Over the next year I successfully studied my way out of the town and the district, and went to Melbourne. Soon my days were full of new ideas, new people, part-time work here and there. Weeks and months passed, and I hardly thought of my earlier life.
But there was one evening when I stopped to buy some petrol - I had my own licence and car by then - and saw that the attendant was Steve Purcell, a kid from the year below at school.
“Did you hear about Peter Moore?” he asked.
“No?”
“Joined the Army!”
“Oh”, I said.
This was during the Vietnam War, I was twenty years old, due to be conscripted to go and kill some people in Asia - my birthday actually came up in the lottery - taking part in antiwar rallies, talking to draft resistors, even thinking of skipping to New Zealand for a while, and here Peter had gone and volunteered for the job.
I mulled over Steve’s words, I continued to study, and to think (at least in my own way).
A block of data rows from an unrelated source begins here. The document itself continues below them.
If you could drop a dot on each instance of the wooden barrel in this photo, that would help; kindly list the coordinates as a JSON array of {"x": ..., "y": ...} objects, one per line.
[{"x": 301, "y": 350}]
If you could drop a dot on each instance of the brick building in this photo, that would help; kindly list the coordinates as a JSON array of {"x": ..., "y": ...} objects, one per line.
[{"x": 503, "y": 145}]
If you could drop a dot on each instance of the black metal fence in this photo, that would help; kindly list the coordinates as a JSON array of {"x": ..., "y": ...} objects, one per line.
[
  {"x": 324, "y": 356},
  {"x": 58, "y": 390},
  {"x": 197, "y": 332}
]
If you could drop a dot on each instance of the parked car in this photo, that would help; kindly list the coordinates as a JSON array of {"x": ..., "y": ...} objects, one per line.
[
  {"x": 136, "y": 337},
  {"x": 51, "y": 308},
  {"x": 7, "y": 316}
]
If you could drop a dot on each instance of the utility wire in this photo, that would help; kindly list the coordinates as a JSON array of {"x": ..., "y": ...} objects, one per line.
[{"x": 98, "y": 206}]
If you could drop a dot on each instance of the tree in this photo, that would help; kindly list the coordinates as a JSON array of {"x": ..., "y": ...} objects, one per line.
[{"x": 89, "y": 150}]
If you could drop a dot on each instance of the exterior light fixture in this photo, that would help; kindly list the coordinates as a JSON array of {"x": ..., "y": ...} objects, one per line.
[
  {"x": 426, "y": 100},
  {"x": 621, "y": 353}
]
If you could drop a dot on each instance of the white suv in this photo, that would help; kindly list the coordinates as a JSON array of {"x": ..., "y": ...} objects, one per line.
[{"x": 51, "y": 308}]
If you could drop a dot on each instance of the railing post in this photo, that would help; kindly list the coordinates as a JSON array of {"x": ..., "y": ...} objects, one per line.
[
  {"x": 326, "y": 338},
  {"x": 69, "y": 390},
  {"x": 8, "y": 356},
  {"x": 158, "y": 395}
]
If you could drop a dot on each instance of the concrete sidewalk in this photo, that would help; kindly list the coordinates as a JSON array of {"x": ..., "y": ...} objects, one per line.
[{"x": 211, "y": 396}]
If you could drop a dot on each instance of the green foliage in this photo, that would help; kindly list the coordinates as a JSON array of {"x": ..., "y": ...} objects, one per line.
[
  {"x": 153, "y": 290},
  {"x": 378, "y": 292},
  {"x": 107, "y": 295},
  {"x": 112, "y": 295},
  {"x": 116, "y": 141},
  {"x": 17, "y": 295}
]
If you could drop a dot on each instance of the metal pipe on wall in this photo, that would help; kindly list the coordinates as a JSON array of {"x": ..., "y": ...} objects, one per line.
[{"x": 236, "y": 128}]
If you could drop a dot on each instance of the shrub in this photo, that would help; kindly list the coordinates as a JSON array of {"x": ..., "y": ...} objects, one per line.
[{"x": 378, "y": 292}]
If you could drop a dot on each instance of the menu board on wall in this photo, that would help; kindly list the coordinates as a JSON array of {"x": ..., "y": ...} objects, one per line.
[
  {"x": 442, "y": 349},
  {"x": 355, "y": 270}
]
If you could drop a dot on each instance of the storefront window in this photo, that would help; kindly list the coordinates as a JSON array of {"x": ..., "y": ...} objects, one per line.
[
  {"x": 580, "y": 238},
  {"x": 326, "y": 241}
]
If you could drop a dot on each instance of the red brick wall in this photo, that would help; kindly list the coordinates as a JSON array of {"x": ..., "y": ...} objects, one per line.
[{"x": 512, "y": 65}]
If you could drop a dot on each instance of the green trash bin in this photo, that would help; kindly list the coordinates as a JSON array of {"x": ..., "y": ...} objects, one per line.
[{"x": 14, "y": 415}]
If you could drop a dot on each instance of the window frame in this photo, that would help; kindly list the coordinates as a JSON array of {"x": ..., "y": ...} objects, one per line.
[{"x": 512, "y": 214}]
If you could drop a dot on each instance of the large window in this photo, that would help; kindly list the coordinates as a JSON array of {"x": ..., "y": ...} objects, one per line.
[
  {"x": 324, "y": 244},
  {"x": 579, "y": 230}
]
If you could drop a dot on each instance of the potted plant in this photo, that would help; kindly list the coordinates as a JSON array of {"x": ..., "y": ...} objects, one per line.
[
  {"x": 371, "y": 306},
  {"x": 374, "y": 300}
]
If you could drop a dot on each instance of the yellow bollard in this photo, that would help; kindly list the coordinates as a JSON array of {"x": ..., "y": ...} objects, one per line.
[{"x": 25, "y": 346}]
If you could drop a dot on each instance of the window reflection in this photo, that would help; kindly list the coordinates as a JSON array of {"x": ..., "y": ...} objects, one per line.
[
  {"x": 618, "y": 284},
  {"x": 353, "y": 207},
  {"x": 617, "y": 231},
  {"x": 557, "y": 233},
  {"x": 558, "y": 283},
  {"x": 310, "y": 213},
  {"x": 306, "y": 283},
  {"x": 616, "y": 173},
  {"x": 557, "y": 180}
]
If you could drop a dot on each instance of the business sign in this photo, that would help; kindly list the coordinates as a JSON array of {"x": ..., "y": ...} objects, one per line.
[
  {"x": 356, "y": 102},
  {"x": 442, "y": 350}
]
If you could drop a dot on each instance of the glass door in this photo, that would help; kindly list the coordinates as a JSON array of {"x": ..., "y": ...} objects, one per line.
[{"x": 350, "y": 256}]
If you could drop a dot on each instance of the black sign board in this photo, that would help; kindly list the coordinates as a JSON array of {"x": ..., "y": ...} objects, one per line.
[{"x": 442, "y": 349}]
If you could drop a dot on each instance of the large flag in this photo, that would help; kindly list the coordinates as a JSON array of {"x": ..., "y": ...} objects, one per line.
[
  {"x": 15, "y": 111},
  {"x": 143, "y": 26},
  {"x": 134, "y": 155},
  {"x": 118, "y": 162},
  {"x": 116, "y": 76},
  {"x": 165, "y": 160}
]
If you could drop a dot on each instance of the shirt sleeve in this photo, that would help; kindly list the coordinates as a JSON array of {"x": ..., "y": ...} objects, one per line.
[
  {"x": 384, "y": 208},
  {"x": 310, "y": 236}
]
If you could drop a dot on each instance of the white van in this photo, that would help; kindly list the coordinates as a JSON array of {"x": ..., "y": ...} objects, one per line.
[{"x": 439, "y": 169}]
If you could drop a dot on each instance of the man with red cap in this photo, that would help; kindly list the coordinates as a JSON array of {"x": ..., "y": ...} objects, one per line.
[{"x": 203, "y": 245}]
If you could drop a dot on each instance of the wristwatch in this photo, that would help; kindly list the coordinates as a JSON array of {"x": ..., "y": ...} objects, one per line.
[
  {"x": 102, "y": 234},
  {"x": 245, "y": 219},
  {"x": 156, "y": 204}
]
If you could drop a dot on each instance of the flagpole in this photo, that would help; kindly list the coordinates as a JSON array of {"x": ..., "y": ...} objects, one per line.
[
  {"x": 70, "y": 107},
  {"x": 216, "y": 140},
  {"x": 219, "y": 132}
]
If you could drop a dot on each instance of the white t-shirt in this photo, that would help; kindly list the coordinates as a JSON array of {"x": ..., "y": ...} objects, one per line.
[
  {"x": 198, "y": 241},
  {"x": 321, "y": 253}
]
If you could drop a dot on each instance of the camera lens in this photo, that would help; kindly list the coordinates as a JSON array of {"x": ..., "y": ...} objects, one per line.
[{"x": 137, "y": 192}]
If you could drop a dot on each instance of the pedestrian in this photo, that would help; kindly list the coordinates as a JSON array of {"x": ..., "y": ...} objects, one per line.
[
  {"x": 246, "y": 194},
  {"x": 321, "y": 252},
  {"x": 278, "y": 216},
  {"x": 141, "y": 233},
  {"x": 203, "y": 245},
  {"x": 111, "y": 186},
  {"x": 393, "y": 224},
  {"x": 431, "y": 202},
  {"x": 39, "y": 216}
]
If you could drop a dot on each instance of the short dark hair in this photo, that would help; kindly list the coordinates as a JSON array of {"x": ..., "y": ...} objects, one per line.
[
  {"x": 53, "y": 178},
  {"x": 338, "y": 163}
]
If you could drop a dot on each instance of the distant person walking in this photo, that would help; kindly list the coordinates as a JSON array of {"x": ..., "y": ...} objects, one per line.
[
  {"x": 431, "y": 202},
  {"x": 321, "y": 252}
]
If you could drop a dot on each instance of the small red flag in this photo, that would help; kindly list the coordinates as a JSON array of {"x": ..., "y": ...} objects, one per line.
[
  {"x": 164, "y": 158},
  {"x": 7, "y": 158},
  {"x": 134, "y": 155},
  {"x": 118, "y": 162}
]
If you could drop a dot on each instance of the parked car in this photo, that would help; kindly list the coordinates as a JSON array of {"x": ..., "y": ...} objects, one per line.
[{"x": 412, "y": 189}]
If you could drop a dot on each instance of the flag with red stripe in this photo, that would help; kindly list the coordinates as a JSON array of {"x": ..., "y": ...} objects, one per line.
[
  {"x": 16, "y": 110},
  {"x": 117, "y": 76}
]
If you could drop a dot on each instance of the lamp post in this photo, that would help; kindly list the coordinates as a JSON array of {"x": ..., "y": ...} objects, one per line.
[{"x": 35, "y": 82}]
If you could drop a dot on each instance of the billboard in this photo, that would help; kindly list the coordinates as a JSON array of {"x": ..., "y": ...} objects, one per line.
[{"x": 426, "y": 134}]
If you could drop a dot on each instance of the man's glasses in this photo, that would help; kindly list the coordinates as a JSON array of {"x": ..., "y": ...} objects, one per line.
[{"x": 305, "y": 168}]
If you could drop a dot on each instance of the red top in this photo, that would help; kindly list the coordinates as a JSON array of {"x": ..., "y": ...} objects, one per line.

I wanted to explore new possibilities, and this seemed to mean not looking back, rather, letting myself be a new person to those who were new to me. Reaching out to new people necessarily entailed losing touch with old ones.
But one day my mother called and said, carefully, “I got some sad news yesterday. You know Peter Moore joined the Army? Well I’ve had word that he was coming back from Puckapunyal last Friday night, had an accident and was killed. His parents, and old Mr Crane, are distraught”.
I knew they were, I could see them. No young voices now in the gaunt old mansion.